# Word2Vec (PyTorch Guide)

Word2Vec is a set of techniques for representing words as numerical vectors.  
These vectors are positioned in a high-dimensional space so that **similar words are close together**.  
These vectors are called **word embeddings**.

For example:  
- Words like *"king"* and *"queen"* will have vectors near each other.  
- A word like *"book"* will be positioned farther away.  
- Even simple vector arithmetic works, e.g., **king − man + woman ≈ queen**.  

This representation allows machine learning models to capture **semantic relationships** between words.

## Setup

### Step 1: Familiarize with training data.

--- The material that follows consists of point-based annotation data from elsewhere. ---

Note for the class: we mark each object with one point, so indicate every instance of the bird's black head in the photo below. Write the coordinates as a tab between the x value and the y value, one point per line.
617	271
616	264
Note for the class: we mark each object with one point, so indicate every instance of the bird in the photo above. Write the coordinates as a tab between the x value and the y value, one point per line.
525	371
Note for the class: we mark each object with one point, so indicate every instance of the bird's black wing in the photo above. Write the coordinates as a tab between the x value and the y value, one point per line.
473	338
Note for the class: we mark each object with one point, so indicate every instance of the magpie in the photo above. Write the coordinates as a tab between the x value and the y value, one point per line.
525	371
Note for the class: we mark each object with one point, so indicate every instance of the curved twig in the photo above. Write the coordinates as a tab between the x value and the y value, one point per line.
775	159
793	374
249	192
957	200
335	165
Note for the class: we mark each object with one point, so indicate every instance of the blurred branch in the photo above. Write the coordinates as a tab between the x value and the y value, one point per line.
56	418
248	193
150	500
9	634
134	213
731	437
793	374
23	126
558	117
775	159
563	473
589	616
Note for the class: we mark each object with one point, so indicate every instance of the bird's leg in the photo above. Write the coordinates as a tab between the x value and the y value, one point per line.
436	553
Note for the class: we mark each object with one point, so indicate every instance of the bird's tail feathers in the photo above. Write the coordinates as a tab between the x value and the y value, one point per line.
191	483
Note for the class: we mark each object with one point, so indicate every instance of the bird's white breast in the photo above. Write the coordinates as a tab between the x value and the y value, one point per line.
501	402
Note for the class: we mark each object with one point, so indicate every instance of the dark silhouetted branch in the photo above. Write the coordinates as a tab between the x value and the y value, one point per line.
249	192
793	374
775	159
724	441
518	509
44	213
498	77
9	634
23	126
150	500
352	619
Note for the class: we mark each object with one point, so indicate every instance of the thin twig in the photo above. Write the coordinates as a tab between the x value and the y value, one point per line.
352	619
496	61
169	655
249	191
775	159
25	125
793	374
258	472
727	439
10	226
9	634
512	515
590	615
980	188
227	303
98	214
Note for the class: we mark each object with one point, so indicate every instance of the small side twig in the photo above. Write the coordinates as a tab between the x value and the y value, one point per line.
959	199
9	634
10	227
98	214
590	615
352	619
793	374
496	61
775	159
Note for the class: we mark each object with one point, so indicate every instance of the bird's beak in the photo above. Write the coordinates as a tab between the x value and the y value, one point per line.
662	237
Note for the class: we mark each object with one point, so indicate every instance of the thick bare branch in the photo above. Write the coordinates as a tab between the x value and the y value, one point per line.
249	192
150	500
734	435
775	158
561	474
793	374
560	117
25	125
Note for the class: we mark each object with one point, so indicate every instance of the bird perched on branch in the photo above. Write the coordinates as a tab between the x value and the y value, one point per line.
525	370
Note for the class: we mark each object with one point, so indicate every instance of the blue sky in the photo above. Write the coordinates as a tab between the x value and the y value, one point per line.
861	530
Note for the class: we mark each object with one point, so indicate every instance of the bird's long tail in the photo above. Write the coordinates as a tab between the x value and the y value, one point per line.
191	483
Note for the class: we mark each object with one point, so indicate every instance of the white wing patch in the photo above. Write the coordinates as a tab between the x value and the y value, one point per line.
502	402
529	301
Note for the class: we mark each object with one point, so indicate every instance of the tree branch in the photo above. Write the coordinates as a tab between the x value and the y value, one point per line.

In this notebook, we use 100 sentences i scraped from redit about ML. 

In [11]:
import pandas as pd

df = pd.read_csv("../../datasets/ML_Sentences.csv")

print(df.head())

                                            sentence
0                 Make computer understand patterns.
1                      It's glorified curve fitting.
2  Algorithms that make predictions based on prev...
3  Machine Learning is using data to answer quest...
4  Iterative problem solving using computers for ...

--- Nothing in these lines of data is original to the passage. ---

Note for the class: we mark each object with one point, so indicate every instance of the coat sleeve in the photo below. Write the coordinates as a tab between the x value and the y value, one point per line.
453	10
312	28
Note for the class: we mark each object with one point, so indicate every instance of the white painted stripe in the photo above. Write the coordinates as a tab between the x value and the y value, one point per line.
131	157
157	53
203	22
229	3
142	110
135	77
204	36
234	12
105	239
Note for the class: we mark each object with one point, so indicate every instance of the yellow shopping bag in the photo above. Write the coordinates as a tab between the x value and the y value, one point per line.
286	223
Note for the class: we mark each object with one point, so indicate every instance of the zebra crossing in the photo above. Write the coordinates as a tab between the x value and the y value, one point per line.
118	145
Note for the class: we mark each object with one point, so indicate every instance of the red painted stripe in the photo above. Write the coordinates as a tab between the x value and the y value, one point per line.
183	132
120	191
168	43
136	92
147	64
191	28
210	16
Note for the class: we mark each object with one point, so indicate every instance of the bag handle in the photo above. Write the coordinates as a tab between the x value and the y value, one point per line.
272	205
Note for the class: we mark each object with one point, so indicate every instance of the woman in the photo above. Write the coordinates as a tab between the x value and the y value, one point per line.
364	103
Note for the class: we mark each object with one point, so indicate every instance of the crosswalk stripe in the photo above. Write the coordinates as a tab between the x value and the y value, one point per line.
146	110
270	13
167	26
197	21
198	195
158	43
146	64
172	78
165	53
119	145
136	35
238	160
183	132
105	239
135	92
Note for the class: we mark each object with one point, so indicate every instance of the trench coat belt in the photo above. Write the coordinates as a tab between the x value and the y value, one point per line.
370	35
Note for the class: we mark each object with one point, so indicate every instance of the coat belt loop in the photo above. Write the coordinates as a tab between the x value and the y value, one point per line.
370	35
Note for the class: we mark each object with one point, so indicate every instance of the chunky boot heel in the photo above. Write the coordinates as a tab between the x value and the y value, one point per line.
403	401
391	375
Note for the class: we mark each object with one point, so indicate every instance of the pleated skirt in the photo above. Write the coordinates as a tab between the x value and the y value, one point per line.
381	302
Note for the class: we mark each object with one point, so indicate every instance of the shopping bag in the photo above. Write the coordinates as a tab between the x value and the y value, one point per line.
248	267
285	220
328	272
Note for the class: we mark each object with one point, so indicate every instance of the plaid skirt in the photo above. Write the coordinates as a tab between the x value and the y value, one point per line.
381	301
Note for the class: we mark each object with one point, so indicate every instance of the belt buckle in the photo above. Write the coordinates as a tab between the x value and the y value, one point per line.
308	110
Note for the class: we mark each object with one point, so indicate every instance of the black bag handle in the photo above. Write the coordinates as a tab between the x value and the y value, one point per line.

### Step 2: Build the vocabulary. 

In [33]:
# load a simple tokenizer
from torchtext.data.utils import get_tokenizer
tokenizer = get_tokenizer("basic_english")

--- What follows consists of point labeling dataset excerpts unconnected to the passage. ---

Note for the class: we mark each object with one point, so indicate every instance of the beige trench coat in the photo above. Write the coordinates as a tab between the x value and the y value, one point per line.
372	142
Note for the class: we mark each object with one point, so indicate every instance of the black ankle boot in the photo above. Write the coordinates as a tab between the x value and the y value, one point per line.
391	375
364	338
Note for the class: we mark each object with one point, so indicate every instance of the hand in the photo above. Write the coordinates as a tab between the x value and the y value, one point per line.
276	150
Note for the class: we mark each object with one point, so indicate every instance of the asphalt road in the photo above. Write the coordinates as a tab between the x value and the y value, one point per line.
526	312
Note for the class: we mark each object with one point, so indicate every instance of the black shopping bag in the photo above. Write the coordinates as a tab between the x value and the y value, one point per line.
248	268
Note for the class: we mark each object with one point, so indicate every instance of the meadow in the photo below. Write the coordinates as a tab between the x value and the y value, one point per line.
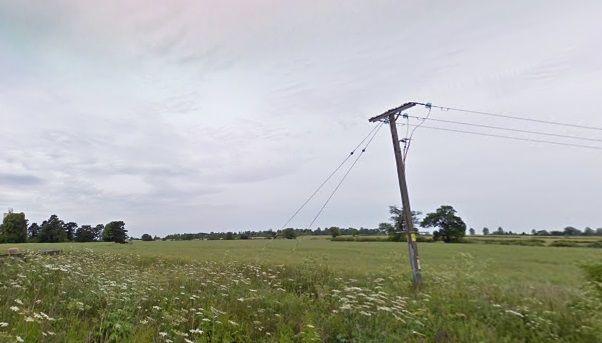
302	290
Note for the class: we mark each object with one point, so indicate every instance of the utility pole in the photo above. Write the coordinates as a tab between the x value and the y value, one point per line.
390	116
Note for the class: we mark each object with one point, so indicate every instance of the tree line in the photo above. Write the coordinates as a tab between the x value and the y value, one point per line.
450	228
14	229
567	231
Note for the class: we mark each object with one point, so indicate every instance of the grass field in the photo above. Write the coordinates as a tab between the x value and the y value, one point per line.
298	290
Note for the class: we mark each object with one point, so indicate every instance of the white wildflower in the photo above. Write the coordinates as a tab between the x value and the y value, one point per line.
518	314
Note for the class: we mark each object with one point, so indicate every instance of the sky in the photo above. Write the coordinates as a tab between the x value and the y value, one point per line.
198	116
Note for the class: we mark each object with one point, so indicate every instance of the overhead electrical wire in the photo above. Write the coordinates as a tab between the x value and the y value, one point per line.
423	119
512	138
370	134
344	177
516	117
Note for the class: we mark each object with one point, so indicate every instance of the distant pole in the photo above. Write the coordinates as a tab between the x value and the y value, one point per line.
391	117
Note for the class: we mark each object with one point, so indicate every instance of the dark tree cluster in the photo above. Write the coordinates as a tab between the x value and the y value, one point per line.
569	231
14	229
288	233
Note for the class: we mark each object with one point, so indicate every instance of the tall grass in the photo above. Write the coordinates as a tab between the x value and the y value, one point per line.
109	296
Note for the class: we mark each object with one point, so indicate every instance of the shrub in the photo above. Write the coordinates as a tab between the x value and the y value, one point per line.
563	243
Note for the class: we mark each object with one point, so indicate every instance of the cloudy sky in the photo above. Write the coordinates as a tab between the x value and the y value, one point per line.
188	116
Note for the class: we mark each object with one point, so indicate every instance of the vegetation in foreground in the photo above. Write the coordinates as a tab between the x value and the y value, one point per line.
111	294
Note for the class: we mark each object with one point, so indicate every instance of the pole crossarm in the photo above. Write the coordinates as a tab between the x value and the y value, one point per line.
396	110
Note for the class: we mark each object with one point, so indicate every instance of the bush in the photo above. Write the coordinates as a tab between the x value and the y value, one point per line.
524	242
563	244
147	238
596	244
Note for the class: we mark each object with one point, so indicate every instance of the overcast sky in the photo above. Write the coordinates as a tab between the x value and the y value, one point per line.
193	116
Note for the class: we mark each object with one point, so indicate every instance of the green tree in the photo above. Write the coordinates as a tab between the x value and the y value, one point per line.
98	230
289	233
115	232
52	230
85	233
14	228
147	238
70	229
32	232
396	233
571	231
334	231
451	227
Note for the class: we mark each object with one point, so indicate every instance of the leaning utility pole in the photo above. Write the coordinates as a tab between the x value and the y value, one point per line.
391	117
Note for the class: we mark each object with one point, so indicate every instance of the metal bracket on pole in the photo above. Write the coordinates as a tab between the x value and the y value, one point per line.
390	116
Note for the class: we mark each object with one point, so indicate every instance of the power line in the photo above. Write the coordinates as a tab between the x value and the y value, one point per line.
330	176
344	177
500	128
500	115
408	141
513	138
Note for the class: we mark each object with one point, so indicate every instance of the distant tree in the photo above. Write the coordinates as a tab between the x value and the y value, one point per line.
451	227
98	230
571	231
32	232
70	228
398	221
14	228
52	230
115	232
334	231
386	228
85	233
289	233
147	238
245	235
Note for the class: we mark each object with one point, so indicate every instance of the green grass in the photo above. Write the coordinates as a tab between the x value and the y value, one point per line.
298	291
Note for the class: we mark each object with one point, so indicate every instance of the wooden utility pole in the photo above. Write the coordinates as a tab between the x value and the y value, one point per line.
391	117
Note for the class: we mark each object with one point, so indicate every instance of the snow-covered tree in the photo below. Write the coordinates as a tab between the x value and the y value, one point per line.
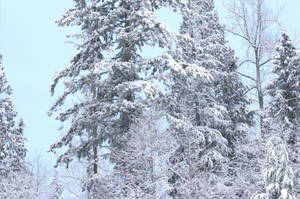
55	188
12	148
109	71
283	111
207	104
15	181
278	175
142	168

# the data must be an iterable of strings
def tokenize(sentences):
    for s in sentences:
        yield tokenizer(s)
sentences = df["sentence"].astype(str).tolist()
tokenized_data = tokenize(sentences)

# build vocabulary 
from torchtext.vocab import build_vocab_from_iterator
vocab = build_vocab_from_iterator(tokenized_data, specials=['unk'])
vocab.set_default_index(vocab["unk"])

# demonstration
sample = "I wish I were an ML expert." 
tokens = tokenizer(sample)
print(tokens)

# you can write a function to translate tokens via vocab into numbers
text_pipeline = lambda tokens:[vocab[token] for token in tokens]
print(text_pipeline(tokens))

['i', 'wish', 'i', 'were', 'an', 'ml', 'expert', '.']
[17, 0, 17, 0, 22, 472, 0, 1]


## Continuous Bag of Words (CBOW)

The **Continuous Bag of Words (CBOW)** model predicts a **target word** from a fixed-size **context window** of surrounding words. The context consists of the words that appear before and after the target.

**Example:**  
Sentence:  
`I wish I were an ML expert`  

With a **context window size of 2**, the context for predicting `I` is:  `["I", "wish", "were", "an"]`.

**Training Data:**  
The training data is structured as pairs **(x, y)**, where:  
- **x** is the input context: $(w_{t-2}, w_{t-1}, w_{t+1}, w_{t+2})$
- **y** is the target word to predict: $w_t$

The model learns to estimate:  
$$
P(w_t \mid w_{t-2}, w_{t-1}, w_{t+1}, w_{t+2})
$$

In [37]:
CONTEXT_WINDOW = 2

def setup_training_data(tokenized_sentences):
    training_data = []
    for s in tokenized_sentences:
        for i in range(CONTEXT_WINDOW, len(s) - CONTEXT_WINDOW):
            wtm2, wtm1 = s[i-2], s[i-1]
            wta1, wta2 = s[i+1], s[i+2]
            y = s[i]
            training_data.append(((wtm2, wtm1, wta1, wta2), y))
    return training_data

# Demonstration
training_data = setup_training_data(tokenize(sentences))
print(training_data[:5])

[(('make', 'computer', 'patterns', '.'), 'understand'), (('it', "'", 'glorified', 'curve'), 's'), (("'", 's', 'curve', 'fitting'), 'glorified'), (('s', 'glorified', 'fitting', '.'), 'curve'), (('algorithms', 'that', 'predictions', 'based'), 'make')]


The `collate_batch` function prepares training batches by converting each `(context, target)` pair into numerical representations using the vocabulary.  
The function should return **two tensors**:  
- A **context tensor** of shape `(batch_size, context_window * 2)`  
- A **target tensor** of shape `(batch_size)`  

In [44]:
import torch

# Device for training: use GPU (CUDA) if available, otherwise fallback to CPU
device = torch.device("cuda" if torch.cuda.is_available() else "cpu")

def collate_batch(batch):
    context_list, target_list = [], []
    for context, target in batch:
        _context = torch.tensor(text_pipeline(context), dtype=torch.int64)
        context_list.append(_context)
        target_list.append(vocab[target])

    context_tensor = torch.cat(context_list).to(device)
    target_tensor = torch.tensor(target_list, dtype=torch.int64).to(device)
    
    return context_tensor, target_tensor

# Demonstration
context_tensor, target_tensor = collate_batch(training_data[:5])
print(